A few standout points:
- Developer-First Design: The workflows are defined in a structured, readable format (like YAML or JSON). This means you can generate them programmatically, template them, and manage them through code.
- Self-Hosted & Open Source: You control your data and execution environment completely. No third-party platform fees or data egress concerns. The entire logic runs on your infrastructure.
- Extensible by Default: Need a custom action for a specific internal API or a niche database? You can build it. The architecture is built around adding your own connectors and logic.
- Visual Clarity: Having a visual graph of your workflow is incredibly useful for debugging complex processes and for onboarding other team members. It turns abstract scripts into something you can see and follow.
For use cases, think internal tooling: automated data syncing between systems, processing user uploads, sending scheduled digest emails, or orchestrating microservices. It’s perfect for the glue code that holds your services together.
How to Try It
The quickest way to see BubbleLab in action is to head straight to the source. The repository has everything you need to get started.
- Check out the GitHub repo: github.com/bubblelabai/BubbleLab
- The
READMEis your best friend. It will guide you through cloning the repo and getting it running locally, likely with a Docker command or a simpledocker-compose up. - Explore the example workflows in the repository to understand the structure. You’ll probably be able to spin up a demo instance and start tinkering with a sample workflow in minutes.

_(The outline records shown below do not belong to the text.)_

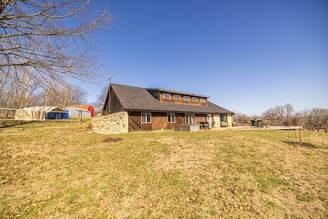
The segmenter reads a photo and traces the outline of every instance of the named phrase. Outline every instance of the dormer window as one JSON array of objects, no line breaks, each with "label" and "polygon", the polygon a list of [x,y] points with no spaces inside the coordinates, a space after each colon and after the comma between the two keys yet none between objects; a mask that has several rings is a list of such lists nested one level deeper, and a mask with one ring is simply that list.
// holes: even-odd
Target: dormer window
[{"label": "dormer window", "polygon": [[163,93],[163,97],[167,98],[168,99],[170,99],[171,98],[171,94],[169,94],[169,93]]},{"label": "dormer window", "polygon": [[181,96],[178,94],[174,94],[174,99],[181,99]]}]

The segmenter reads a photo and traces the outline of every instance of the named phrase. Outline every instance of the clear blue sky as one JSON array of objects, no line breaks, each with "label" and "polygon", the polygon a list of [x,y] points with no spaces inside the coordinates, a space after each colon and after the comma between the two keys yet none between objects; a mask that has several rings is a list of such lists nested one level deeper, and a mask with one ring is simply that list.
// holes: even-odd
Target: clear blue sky
[{"label": "clear blue sky", "polygon": [[[328,1],[112,0],[98,34],[112,83],[210,96],[260,114],[328,108]],[[102,87],[88,85],[88,101]]]}]

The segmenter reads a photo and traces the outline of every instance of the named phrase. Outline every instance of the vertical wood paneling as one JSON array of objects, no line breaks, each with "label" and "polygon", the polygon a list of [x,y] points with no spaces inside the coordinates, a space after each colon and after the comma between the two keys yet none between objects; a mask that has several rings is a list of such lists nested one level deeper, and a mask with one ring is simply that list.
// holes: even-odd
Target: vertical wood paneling
[{"label": "vertical wood paneling", "polygon": [[[184,113],[175,113],[175,123],[168,123],[168,114],[166,112],[152,112],[151,124],[142,124],[141,122],[141,112],[131,112],[130,113],[129,130],[130,132],[141,131],[155,131],[172,130],[175,125],[185,125]],[[195,122],[196,125],[199,125],[200,122],[206,121],[207,114],[195,114]]]}]

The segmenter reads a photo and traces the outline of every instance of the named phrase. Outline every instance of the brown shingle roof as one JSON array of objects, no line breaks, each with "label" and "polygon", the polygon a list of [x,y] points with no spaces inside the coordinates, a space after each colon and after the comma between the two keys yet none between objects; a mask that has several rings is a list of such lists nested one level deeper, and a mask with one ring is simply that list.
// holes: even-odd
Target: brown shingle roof
[{"label": "brown shingle roof", "polygon": [[234,113],[208,101],[208,106],[160,103],[146,88],[111,84],[125,110],[200,113]]}]

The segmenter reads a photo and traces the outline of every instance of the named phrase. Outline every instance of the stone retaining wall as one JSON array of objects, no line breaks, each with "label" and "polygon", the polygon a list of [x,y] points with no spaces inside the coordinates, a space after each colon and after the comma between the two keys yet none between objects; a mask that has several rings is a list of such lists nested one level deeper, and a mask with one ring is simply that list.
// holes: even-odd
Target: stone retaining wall
[{"label": "stone retaining wall", "polygon": [[92,131],[100,134],[119,134],[129,132],[129,114],[120,112],[92,119]]}]

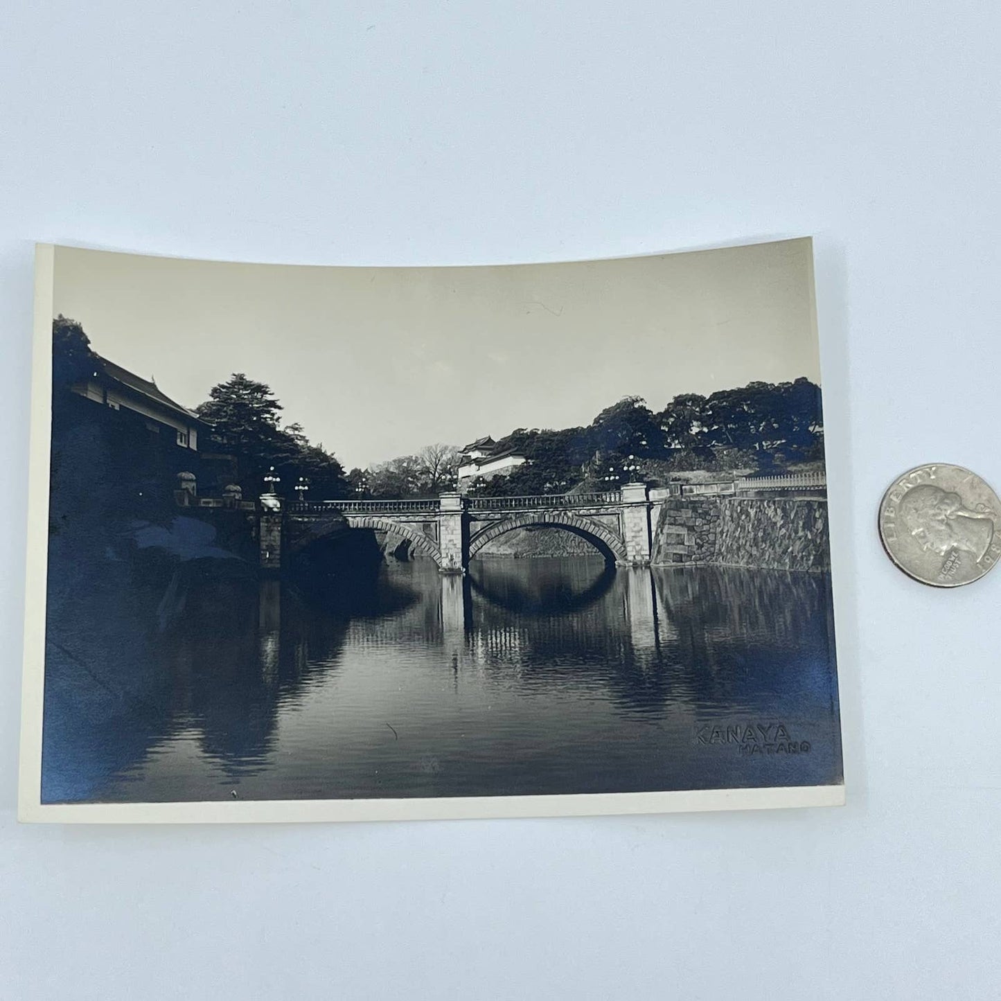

Since it’s self-hosted, you’re in control of the setup. It’s worth scanning the docs in the repo to see what dependencies you’ll need (like Node.js, Docker, etc.).
Final Thoughts
BubbleLab hits a sweet spot for developers who are tired of context-switching between code and opaque SaaS automation tools. It brings automation back into the development lifecycle. You wouldn’t use it for every single task—sometimes a simple script is still the right answer—but for recurring, multi-step processes that benefit from clarity and maintainability, it looks like a compelling option.
If you’ve been looking for a way to make your workflow logic more tangible and less brittle, this repo is definitely worth an afternoon of exploration. It feels like a tool built by developers who’ve felt the same pain points.